Bayesian estimation with given prior Given the i.i.d. random variables $X_{1}, X_{2},...,X_{n}$ with frequenty function: $f(x|p)=(x-1)(1-p)^{x-2}p^2$,  with $ x =2,3,...$
Pick as a priori density $f_{P}(p) \propto p(1-p)1_{(0,1]}(p)$.
Give the posterior estimate for $p$ based on this prior.
I find Bayesian estimation very hard to grasp, can someone help me out on this one?

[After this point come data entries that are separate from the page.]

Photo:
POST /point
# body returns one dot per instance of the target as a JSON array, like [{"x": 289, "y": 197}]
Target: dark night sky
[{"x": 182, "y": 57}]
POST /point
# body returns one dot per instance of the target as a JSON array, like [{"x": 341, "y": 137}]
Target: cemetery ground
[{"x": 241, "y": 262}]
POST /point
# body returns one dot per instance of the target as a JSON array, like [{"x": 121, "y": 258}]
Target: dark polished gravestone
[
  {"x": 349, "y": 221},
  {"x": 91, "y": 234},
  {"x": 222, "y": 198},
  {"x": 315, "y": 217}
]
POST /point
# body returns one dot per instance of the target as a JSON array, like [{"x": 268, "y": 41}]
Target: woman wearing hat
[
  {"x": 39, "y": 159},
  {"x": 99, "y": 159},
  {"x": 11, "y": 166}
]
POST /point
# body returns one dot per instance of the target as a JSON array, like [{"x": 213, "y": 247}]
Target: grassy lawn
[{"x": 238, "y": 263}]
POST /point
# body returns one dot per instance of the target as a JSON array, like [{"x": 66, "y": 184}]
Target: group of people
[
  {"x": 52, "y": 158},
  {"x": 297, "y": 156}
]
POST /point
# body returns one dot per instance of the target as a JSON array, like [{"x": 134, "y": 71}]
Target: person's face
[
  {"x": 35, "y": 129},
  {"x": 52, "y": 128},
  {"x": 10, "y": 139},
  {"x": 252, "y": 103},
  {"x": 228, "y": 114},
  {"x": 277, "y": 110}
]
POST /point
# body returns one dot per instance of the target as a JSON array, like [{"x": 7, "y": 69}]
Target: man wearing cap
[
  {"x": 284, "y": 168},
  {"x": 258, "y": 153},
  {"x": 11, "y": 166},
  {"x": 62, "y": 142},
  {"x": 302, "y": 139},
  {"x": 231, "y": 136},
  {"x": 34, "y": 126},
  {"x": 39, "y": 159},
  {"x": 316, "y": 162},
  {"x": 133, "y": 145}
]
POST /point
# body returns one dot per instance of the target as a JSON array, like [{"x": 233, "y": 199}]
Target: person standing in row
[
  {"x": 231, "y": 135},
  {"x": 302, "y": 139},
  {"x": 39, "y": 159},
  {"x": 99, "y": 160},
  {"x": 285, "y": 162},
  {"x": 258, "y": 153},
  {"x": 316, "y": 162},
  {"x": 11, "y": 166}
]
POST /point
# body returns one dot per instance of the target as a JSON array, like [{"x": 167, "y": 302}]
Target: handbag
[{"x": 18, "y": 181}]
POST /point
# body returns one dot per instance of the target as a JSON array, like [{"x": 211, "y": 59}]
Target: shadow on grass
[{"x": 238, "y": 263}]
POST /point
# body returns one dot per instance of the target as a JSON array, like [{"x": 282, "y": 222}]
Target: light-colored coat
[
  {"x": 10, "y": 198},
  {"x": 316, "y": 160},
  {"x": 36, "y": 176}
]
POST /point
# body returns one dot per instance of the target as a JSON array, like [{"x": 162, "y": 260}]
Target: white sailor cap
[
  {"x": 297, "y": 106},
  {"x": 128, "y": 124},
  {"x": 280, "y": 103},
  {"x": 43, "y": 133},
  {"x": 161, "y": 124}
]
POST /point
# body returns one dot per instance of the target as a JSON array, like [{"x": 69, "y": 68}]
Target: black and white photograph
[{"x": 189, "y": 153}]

 A: Outline and Hints: According to the applicable version of Bayes' Theorem, you have
$$f(p\,|\,\mathbf{x}) \propto f(p) \times f(\mathsf{x}\,|\, p).$$
Here $f(p\,|\,\mathbf{x})$ represents the posterior distribution of $p$ given data,
$f(\mathsf{x}\,|\, p)$ is the likelihood function of the data, and $f(p)$
is the PDF of the prior distribution [in your case $\mathsf{Beta}(2,2)].$
With your prior and data consisting of $x$ successes in $n$ binomial
trials, one can see that the posterior distribution would be $\mathsf{Beta}(2+x,\; 2+n-x).$ [This is easy to see looking at the kernel of the likelihood because the beta prior and binomial likelihood are 'conjugate' (mathematically compatible).]
You don't say what kind of Bayesian estimate you want. For point
estimates, the mode and mean (and even the median) of the posterior
distribution have been used. For a Bayesian 95% probability interval estimate
one method is to find quantiles .025 and .975 of the
posterior distribution. (Something like the qbeta function in R
can be used to do the numerical integration, if necessary.)
Addendum per comment: I answered for binomial data. But your likelihood function is $\prod_{i=1}^n f(x_i|p)$, for the given $f(x|p).$ Then you would get somewhat different beta parameters for the posterior. My guess is that the answer is the mode of the posterior distribution, but I don't have the full context of what you've been studying. In meetings next few days so can't quickly go further into it. If you can't get it on your own, then I suggest you 'unaccept' my 'outline and hints' and maybe someone else will help.